Mi tía echa de menos salir con amigas. Me pide que a los pacientes "que estén normales" no les retire el alcohol ni las salidas pero, ¿qué es normal más allá de los ochenta? Lo mismo que a los veinte, deduzco. Un horizonte. Un mundo de posibilidades. Mi padre asegura que lo tiene, que está bien del coco y puede disfrutar cinco, diez años más sin necesitar a nadie. Durante el confinamiento se quejaba porque no le queda tanto tiempo como para perderlo. Desconocía que el día 15 fue el día Mundial Contra el Maltrato en la Vejez. Niega que lo sufra, "ni maltratado ni maltratador", bromea. Cada día las arma más gordas, pero las broncas bajan de intensidad porque no las entiende. Las olvida en cinco minutos.

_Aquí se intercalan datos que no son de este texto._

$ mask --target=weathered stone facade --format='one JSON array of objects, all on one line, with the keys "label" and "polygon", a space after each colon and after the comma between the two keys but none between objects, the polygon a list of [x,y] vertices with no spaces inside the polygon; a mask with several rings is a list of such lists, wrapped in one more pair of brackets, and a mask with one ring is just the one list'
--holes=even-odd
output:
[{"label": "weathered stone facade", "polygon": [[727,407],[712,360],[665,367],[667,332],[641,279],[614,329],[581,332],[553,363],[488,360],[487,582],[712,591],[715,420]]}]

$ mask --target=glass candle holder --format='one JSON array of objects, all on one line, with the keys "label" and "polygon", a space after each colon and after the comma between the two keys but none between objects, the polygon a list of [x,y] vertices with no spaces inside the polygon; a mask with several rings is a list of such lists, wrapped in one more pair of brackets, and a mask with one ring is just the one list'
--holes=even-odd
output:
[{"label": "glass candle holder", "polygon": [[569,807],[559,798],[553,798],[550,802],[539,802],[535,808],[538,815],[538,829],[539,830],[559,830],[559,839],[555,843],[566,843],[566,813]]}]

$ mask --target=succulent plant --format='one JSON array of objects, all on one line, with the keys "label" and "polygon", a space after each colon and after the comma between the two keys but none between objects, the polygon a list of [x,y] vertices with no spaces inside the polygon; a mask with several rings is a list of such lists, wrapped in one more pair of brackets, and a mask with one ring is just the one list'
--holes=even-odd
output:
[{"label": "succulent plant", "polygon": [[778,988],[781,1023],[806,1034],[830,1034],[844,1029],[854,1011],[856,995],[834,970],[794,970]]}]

En una charla reciente, mi maestro Gómez Beneyto confesaba que "a los viejos nos han redefinido. Lo fastidioso es que después ya no puedes seguir engañándote…". La experiencia le ha cambiado la percepción de futuro para siempre y ha calculado mil veces la probabilidad de morir, que para un octogenario está entre el 30 y el 40 por cien. El caso de mi maestro es más liviano porque mantiene su casa y sus rutinas, que en un intelectual como él son muchas horas de confinamiento voluntario. Mi tía convive con demenciados, enfermos mentales graves y las cuidadoras, a las que encuentra superadas. "Yo les doy masajitos, les repaso la espalda", me decía. Las compadece. "Son tres para todo: lavando culos, dando de comer, repartiendo pastillas. Sois masoquistas, les digo".
Mi tía ha salido por fin a la calle. Su hija y su mejor amiga la han llevado de cumpleaños y han descorchado champán. Ha visto gente joven. Ha visto árboles. El mundo. Su presión del habla sube, la voz le patina
¿Servirá todo esto para que se revise el modelo asilar de nuestros mayores? Yo de momento disfruto de haber vuelto a la idea de hacerme anciana. Durante el mes de marzo logré acostumbrarme a la idea de la muerte, la mía, en una racionalización del miedo que me ayudaba a bracear cada mañana. Ya sé que no disfrutaré de una pensión como la de mis padres, pero ahora puedo imaginarme otra vez jubilada.